According to Kommersant, they talked about the participation of Russian companies, especially Gazprom, in the construction and operation of an Iran-Pakistan-India natural gas pipeline. Kommersant noted that Gazprom "is greatly interested in entering the Indian market." Russian companies are also invited to participate in other projects in the natural gas, oil and power sectors. It is planned for Gazprom to construct underground natural gas storage facilities; Lukoil to pump oil in Anaran oil province (with petroleum export swap arrangements); and Tekhnopromeksport, a Russian specialist in producing energy equipment overseas, to construct a conventional power plant in Tabas and a coal mine in Mazino, as well as modernizing the Shahid Mohammad Montaziri power plant in Isfahan. Russian companies will also construct a number of minor hydroelectric power plants in Iran.

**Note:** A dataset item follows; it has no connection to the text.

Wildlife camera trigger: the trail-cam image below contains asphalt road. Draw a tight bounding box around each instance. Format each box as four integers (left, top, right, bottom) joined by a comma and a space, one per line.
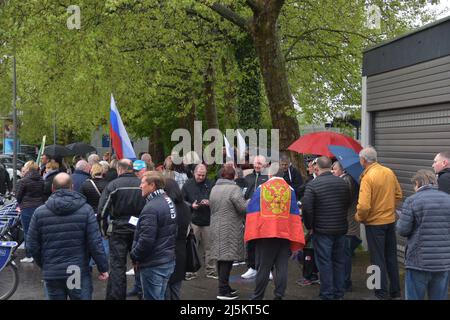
11, 246, 388, 300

In non-nuclear energy, Russia and Iran are also ready to cooperate in third countries. In particular, companies and specialists from both sides will be involved in construction of the Sangtudi Power Plant in Tajikistan. At the same time, Russia's United Energy Systems, together with the state energy authorities of Iran and Azerbaijan, will synchronize the energy systems of the three countries, building electric power transmission lines and exporting Russian and Azerbaijani electricity to Iran.
Russia Tests Fifth-Generation Topol-M
Russia carried out a successful test launch of its latest Topol-M intercontinental ballistic missile on Dec. 24. The launch, from the Plisetsk Space Center in the Arkhangelsk region, RIA Novosti reported, was designed to confirm the "serviceability" of the system, evaluate its tactical, technological, and flying characteristics, and measure the efficiency of the new design.

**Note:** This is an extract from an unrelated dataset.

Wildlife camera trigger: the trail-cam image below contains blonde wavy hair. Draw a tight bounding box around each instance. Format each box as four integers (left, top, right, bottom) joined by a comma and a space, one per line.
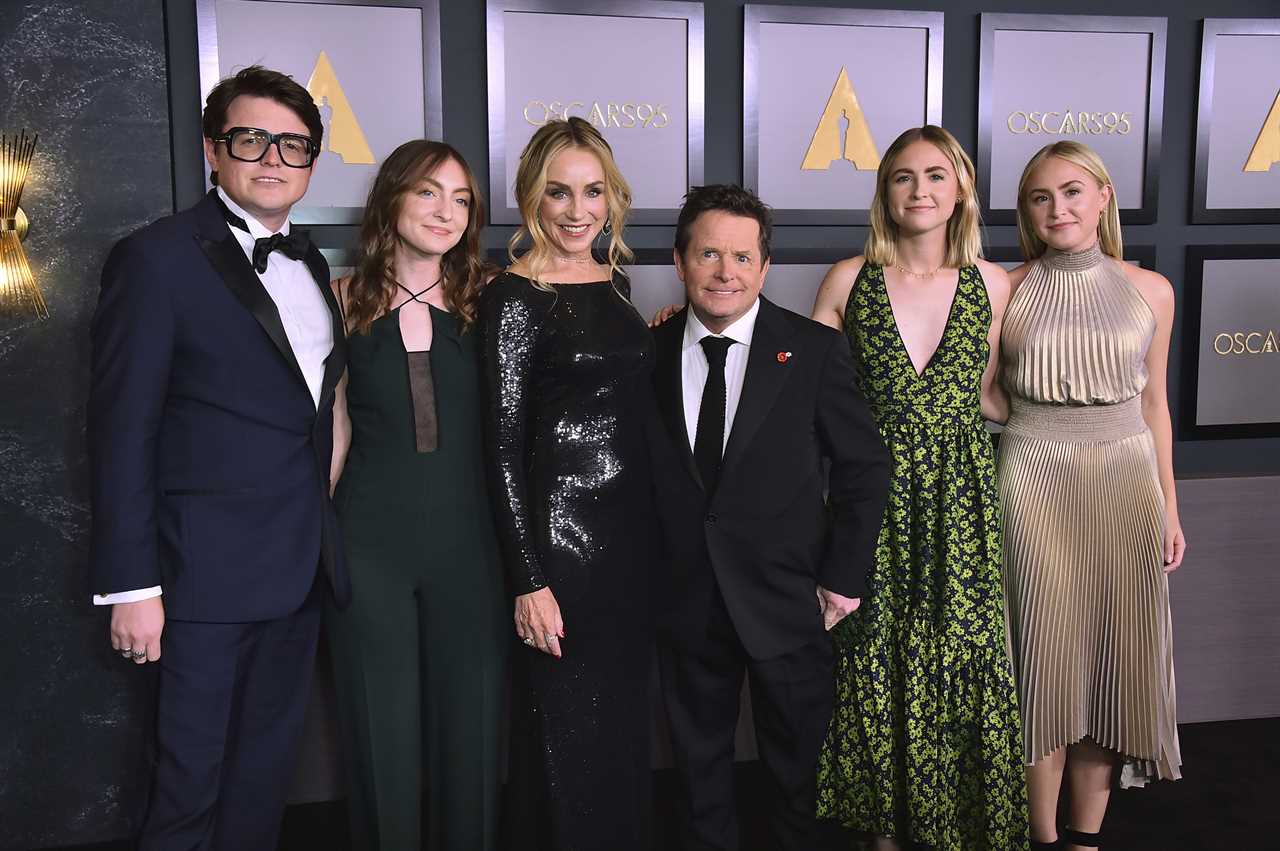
1018, 139, 1124, 260
863, 124, 982, 269
507, 115, 634, 290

Russia And China To Hold Joint Military Exercises
Russian Defense Minister Sergei Ivanov said Dec. 28 at a Russian government meeting, that in the second half of next year Russia and China will hold joint military exercises involving state-of-the-art weapons. "For the first time in history, we have agreed to hold quite a large military exercise with China on Chinese territory in the second half of the year," Ivanov said. "The Russian side will not bring big numbers of servicemen, but mostly state-of-the-art weapons like naval, air force, long-range aviation, submarinesto practice interaction with China in different military maneuvers."
Ivanov also said that the Ministry of Defense is drafting a combat training plan for 2006, in which priority is being given to teamwork within the Collective Security Treaty Organization (Russia, Belarus, Armenia, Kazakstan, Kyrgyzstan, and Tajikistan). In April, training will be conducted in Tajikistan. Ivanov also said that the Russia/NATO council is preparing joint exercises, particularly joint French-Russian naval exercises, involving nuclear forces. Also, plans are afoot for a joint exercise in the Mediterranean, which will be joined not only by the USA, but also by other countries, not NATO members. Ivanov also did not rule out the possibility of an exercise with Germany.